Keywords: Sequencing, genomics, clinical utility
Next-generation sequencing (NGS) has become ubiquitous over the past few years, producing a deluge of new data at an unprecedented rate. However, how to incorporate the novel insights from these data into clinical practice is not always obvious. Here, we review the current challenges associated with different genomic, transcriptomic, and epigenomic sequencing approaches and platforms, as well as important considerations when designing sequencing studies to maximize statistical power and clinical utility. We also describe the current applications of these technologies across a range of topics including cancer genomics and precision medicine, with a focus on integrative study design and computational analyses. Collectively, this review provides a guide to experimental and computational methods of using NGS in clinical research. NGS technologies have already improved medical interventions and will continue to transform medicine in the clinic and at a personal level by offering individuals increased opportunities to manage their health throughout a lifetime.

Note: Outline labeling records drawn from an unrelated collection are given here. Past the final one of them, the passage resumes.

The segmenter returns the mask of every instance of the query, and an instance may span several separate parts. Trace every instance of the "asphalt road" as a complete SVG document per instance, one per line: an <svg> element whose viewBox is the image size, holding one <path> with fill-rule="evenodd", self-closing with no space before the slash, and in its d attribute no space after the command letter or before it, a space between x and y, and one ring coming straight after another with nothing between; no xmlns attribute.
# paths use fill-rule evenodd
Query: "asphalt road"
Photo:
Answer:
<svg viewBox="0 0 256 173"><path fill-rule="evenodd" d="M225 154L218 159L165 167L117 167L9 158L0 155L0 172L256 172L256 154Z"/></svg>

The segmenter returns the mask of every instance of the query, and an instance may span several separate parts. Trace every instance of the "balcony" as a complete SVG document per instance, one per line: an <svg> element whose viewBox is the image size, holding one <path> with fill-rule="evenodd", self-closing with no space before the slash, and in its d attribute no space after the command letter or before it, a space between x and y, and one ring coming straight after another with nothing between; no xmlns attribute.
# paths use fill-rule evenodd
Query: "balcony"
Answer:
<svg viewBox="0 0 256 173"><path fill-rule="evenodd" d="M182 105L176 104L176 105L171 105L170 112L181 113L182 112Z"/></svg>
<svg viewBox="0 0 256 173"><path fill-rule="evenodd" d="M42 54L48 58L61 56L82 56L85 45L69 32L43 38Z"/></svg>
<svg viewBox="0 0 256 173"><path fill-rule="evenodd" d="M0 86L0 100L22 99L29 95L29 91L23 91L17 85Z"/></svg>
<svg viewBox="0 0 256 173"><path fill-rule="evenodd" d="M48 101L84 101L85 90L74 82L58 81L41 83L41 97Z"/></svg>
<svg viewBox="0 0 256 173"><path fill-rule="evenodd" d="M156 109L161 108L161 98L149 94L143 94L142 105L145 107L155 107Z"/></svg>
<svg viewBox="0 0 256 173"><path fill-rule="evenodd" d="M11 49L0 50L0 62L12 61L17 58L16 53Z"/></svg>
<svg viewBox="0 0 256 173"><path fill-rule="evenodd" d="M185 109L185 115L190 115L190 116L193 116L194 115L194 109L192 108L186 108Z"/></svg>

A. Sequencing Has Promising Clinical Utility
The development of NGS has lowered the cost of sequencing from $100 million in 2001 to $1000 in 2014. The lower cost has made sequencing more accessible to the medical community for diagnostic support (Fig. 1). Sequencing can generate a wide variety of data types, which favors its use over other existing techniques to characterize nucleic acids, including PCR and microarrays. Traditional NGS platforms, such as the Illumina HiSeq sequencer, are widely used for DNA sequencing, RNA sequencing, and bisulfite sequencing. Emerging sequencing techniques from the past few years provide alternatives to the short reads produced by these platforms. Together, the analysis of patients’ genomes, transcriptomes, and DNA methylomes can aid diagnosis and prognostic classifications.
FIG. 1.
Overview of genomic, transcriptomic, and methylomic sequence analysis workflows for disease characterization and precision medicine. Computational analysis pipelines are further described in Fig. 2.

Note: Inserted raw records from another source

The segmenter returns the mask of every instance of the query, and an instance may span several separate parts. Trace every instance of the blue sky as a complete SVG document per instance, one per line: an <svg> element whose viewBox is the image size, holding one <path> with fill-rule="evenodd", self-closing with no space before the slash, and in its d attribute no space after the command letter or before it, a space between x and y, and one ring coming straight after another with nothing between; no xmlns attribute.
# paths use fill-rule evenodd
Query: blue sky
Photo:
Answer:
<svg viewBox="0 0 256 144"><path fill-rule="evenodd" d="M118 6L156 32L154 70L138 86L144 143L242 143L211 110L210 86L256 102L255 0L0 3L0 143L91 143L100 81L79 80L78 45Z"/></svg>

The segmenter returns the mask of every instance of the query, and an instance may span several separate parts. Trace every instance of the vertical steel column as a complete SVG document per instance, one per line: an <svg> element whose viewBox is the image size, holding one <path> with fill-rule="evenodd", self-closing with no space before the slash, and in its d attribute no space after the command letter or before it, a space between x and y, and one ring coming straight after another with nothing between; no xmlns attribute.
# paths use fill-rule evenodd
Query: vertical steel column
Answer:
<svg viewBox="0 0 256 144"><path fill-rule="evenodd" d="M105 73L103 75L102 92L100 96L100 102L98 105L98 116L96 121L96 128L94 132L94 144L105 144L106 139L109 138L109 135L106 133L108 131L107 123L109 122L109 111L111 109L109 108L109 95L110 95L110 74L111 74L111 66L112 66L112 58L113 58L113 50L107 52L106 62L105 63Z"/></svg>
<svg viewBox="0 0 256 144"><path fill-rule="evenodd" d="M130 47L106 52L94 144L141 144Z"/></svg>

B. Single-Molecule Sequencing
Both the PacBio RS and the MinION™ nanopore sequencer offer longer read lengths than other sequencing technologies, on the order of kilobases or tens of kilobases.1 Pacific Biosciences released the PacBio RS sequencer in 2010, and although accuracy was initially poor at 86%, repeated sequencing of each strand can increase accuracy to 99%. While specific bioinformatics tools have been developed over the past few years to cope with the error rate,2 the high cost of the instrument has limited its adoption.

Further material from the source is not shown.